Turkey’s Interior Ministry calls compensation to Dink family “unjustified enrichment”

Turkey’s Interior Ministry calls compensation to Dink family “unjustified enrichment”

PanARMENIAN.Net - Turkey’s Interior Ministry has denied any responsibility in Turkish-Armenian journalist Hrant Dink’s assassination, claiming in a failed appeal to the Council of State that paying compensation to the man’s family would lead to “unjustified enrichment.”

“The [plaintiff] would have had to have felt great anguish and grief as a consequence of an unlawful operation or an act by the administration for non-pecuniary damages to be imposed [on the defendant,]” the Interior Ministry said in appeal.

Paying 100,000 Turkish Liras in compensation for non-pecuniary damages would lead to “unjustified enrichment” for Dink’s family, the Ministry further said, Hurriyet Daily News reported.

The 10th Istanbul Administrative Court ordered the Interior Ministry on Oct. 27, 2010, to pay 100,000 liras in damages to Hosrof and Yervant Dink, Hrant Dink’s two brothers, due to the gross dereliction of duty allegedly committed by the Ministry in Dink’s assassination. The court said the Ministry had not prevented the murder and failed to protect Dink despite the fact that it was in possession of sufficient evidence that there was a plot against the journalist’s life.

The Interior Ministry then appealed to the Council of State for the execution to be stayed.

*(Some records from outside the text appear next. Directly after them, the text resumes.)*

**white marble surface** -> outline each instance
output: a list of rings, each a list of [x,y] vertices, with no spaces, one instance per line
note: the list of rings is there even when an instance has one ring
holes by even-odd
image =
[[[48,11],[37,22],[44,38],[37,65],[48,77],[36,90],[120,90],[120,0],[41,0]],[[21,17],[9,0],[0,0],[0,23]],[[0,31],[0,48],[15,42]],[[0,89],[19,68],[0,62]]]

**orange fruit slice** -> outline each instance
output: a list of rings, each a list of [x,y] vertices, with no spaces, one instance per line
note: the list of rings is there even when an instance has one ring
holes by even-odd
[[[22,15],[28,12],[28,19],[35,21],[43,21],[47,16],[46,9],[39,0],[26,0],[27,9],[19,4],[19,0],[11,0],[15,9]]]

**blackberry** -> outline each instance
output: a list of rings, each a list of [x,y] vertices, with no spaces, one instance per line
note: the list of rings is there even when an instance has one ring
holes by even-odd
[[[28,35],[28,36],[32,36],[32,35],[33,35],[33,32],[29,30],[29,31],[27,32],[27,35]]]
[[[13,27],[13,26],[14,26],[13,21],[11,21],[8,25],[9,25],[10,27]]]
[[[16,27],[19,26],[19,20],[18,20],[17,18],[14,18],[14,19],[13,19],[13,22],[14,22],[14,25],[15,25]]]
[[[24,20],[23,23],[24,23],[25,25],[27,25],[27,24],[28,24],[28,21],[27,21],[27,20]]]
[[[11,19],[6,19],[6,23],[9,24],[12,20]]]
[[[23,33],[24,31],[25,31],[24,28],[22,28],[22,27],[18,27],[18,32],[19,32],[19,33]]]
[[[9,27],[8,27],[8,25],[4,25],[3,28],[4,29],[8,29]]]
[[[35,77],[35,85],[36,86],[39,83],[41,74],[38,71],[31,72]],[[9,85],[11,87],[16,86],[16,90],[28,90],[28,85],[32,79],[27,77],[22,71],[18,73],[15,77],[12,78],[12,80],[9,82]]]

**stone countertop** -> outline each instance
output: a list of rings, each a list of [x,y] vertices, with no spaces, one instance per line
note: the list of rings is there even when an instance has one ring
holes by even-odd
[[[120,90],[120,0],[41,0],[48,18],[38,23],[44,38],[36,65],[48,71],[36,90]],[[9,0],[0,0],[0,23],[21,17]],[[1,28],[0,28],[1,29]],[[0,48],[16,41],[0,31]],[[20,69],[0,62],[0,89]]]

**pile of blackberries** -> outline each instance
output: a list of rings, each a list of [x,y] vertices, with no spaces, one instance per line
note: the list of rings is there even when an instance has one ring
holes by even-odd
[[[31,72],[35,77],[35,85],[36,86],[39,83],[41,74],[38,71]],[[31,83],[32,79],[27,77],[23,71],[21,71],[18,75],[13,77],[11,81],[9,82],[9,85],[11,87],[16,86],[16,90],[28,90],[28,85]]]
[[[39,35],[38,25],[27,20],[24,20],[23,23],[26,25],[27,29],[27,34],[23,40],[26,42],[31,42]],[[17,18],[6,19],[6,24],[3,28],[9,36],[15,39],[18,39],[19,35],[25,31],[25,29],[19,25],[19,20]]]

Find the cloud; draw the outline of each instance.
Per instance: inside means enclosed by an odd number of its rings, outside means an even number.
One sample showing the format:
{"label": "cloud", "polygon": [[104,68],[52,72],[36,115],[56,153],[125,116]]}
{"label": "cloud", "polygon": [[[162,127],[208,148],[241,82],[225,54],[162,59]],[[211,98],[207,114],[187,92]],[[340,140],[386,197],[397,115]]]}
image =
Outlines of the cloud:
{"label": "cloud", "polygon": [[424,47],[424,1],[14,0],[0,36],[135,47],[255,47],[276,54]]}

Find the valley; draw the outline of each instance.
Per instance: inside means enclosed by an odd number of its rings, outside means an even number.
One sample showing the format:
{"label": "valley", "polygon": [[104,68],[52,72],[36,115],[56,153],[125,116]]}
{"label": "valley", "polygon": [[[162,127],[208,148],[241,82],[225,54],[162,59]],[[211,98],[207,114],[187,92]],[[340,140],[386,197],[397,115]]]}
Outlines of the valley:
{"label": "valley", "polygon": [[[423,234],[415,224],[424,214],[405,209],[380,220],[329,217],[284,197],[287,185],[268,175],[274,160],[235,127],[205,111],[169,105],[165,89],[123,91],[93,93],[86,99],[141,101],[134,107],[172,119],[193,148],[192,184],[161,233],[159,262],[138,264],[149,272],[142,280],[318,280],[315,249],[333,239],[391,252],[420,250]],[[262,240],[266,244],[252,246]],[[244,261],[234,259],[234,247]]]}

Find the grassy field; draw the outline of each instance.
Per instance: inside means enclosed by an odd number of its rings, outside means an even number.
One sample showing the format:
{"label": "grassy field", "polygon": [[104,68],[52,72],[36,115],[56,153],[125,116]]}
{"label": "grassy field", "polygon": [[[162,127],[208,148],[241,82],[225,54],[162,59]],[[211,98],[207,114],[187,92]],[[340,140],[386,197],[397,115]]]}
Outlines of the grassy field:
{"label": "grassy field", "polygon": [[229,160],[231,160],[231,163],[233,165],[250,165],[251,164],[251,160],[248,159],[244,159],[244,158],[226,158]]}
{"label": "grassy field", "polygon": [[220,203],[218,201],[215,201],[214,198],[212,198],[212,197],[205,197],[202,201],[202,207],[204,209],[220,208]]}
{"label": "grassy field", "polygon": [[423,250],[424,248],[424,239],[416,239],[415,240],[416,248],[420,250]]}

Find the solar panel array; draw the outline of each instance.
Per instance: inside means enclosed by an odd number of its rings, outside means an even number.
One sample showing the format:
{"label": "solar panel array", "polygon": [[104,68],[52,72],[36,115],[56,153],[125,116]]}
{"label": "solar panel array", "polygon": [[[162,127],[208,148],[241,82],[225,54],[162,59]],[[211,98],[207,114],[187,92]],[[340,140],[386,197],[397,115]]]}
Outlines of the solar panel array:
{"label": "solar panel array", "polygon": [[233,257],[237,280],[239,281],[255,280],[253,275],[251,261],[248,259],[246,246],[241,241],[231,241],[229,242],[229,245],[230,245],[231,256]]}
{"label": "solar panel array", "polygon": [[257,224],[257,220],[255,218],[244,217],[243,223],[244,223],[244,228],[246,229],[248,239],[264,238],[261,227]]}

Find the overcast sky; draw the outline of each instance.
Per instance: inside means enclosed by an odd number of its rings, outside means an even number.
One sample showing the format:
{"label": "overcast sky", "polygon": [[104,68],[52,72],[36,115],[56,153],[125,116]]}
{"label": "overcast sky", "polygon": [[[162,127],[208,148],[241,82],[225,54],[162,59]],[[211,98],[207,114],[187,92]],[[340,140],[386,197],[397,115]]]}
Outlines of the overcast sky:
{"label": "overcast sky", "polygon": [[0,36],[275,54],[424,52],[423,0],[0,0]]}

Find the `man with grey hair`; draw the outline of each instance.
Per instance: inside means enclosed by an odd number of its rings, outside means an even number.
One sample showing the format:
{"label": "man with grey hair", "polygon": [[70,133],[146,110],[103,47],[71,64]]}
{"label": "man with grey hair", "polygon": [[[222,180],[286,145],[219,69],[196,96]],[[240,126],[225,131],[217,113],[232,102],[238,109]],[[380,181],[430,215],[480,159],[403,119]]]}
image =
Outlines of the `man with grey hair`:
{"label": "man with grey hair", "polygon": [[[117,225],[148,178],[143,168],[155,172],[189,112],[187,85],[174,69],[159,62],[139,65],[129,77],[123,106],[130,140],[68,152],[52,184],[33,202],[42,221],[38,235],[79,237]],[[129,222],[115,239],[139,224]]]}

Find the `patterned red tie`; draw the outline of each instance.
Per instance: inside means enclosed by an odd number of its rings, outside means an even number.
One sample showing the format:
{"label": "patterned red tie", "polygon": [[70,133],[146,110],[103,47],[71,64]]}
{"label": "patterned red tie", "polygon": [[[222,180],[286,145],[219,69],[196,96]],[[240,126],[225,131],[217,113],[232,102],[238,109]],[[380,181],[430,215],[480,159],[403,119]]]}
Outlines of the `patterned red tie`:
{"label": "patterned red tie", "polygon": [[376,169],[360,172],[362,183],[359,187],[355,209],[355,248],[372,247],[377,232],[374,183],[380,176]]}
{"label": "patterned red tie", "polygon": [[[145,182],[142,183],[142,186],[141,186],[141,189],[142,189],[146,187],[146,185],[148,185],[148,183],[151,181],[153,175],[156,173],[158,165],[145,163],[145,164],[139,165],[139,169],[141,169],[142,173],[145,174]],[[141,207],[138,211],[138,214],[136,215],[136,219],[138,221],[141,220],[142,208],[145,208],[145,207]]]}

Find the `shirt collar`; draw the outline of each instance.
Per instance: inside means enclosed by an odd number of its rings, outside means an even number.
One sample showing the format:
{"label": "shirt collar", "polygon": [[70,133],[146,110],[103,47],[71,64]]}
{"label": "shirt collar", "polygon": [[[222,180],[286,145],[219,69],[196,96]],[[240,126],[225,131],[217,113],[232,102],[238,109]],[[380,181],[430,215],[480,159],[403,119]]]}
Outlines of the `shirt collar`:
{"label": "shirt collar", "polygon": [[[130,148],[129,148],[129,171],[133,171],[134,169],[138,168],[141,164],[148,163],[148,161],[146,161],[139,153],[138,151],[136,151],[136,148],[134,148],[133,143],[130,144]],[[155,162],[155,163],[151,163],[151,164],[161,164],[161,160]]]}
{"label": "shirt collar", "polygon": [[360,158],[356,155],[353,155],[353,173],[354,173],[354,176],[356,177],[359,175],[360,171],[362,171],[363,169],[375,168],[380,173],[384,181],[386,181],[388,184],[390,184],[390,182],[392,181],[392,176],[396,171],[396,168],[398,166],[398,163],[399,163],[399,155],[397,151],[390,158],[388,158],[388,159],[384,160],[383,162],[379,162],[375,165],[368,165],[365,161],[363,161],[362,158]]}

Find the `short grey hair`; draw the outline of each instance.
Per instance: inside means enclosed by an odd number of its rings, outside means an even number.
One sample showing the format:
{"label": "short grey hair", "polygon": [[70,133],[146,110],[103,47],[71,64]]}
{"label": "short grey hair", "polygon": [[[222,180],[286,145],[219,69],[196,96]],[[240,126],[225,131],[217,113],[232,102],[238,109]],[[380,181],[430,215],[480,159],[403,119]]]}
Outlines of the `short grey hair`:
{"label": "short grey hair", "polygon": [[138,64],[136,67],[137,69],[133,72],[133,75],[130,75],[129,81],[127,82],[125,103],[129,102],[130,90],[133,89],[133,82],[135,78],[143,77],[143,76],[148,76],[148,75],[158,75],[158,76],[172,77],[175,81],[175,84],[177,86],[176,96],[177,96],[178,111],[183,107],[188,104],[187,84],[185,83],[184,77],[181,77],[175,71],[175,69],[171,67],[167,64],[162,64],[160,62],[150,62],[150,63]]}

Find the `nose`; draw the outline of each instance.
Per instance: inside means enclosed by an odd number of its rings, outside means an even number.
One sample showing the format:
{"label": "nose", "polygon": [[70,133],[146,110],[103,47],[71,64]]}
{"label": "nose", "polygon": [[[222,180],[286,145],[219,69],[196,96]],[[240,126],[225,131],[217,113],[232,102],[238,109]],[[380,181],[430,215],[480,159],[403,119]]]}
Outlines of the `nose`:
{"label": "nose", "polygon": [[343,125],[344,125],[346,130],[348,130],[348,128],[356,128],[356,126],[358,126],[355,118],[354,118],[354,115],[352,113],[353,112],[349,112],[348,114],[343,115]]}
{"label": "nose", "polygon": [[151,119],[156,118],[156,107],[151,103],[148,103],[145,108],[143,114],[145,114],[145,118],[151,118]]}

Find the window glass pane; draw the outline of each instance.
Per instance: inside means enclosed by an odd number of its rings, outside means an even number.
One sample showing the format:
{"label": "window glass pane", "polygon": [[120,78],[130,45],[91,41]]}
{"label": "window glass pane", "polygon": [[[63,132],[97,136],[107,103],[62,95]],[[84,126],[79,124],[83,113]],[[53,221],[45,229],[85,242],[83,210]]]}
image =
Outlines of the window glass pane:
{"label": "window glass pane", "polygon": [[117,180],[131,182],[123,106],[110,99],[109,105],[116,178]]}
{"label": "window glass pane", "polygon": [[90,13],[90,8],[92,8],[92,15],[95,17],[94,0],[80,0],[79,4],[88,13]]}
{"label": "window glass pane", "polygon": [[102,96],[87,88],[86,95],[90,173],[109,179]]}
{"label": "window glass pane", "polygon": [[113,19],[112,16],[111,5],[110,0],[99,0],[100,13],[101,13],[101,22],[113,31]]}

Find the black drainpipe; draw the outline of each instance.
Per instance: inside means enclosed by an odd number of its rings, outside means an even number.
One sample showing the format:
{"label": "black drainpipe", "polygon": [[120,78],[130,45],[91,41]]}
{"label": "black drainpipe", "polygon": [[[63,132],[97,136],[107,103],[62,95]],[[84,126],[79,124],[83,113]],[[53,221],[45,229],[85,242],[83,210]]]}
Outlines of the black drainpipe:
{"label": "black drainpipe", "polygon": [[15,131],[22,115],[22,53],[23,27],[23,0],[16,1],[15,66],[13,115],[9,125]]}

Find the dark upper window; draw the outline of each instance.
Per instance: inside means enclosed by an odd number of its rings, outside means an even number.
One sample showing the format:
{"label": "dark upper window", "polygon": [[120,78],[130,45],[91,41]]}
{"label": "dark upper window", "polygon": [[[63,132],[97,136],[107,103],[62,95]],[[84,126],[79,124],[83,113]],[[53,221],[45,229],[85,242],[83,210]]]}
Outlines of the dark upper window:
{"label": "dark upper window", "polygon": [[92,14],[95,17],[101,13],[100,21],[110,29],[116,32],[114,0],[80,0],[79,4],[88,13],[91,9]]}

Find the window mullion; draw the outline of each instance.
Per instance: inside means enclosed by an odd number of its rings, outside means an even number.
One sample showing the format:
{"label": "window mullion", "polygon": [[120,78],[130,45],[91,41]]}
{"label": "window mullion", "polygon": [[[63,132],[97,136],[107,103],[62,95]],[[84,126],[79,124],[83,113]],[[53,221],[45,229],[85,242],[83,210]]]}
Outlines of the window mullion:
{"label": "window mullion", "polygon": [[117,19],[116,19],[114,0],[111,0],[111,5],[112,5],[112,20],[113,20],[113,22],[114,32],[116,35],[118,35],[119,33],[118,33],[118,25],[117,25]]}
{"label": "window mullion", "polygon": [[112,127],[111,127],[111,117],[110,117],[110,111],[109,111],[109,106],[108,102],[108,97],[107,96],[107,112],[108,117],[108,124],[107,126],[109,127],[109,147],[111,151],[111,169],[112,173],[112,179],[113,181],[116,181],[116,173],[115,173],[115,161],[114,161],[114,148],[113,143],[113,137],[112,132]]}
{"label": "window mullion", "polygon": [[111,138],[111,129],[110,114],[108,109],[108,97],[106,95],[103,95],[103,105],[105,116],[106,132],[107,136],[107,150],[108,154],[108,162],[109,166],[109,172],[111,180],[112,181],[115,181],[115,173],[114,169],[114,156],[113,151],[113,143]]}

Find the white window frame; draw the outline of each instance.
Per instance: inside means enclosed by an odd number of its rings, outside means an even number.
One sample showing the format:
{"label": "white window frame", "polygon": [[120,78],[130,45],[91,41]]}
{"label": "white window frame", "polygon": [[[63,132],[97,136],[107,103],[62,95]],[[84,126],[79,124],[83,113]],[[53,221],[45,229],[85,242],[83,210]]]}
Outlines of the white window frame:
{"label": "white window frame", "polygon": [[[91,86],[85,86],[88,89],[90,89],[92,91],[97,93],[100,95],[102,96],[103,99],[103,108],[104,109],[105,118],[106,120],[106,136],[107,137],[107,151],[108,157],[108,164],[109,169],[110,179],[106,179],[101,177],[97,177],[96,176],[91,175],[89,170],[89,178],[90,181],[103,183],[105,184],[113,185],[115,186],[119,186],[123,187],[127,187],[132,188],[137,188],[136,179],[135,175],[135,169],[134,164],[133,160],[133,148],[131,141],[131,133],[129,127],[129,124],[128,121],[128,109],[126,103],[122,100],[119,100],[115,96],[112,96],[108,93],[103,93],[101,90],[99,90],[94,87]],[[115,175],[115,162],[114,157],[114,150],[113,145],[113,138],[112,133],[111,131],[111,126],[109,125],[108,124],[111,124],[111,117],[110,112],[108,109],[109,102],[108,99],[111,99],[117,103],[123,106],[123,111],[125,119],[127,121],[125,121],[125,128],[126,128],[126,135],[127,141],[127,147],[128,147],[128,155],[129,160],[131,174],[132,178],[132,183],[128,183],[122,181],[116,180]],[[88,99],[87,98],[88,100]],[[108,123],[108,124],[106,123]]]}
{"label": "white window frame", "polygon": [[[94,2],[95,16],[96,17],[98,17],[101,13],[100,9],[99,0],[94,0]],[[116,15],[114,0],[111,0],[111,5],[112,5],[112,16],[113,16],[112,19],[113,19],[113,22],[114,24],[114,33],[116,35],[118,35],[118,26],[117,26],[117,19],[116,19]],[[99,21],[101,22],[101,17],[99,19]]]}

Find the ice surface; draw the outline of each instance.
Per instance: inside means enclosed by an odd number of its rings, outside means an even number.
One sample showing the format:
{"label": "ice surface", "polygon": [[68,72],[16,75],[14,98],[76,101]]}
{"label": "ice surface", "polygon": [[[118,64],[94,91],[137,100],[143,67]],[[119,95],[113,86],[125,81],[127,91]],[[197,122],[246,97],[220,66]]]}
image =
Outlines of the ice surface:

The Council of State, however, denied the Ministry’s appeals. The Interior Ministry also said the lawsuit against it should have been filed at a court of first instance, rather than at an administrative court; it also referred to Dink’s assassination as a “nefarious attack” in its appeal to the Council of State.

Dink was the editor of Agos and Turkey’s best known Armenian voice abroad. He was shot in broad daylight as he left his office in Istanbul’s Şişli district in 2007.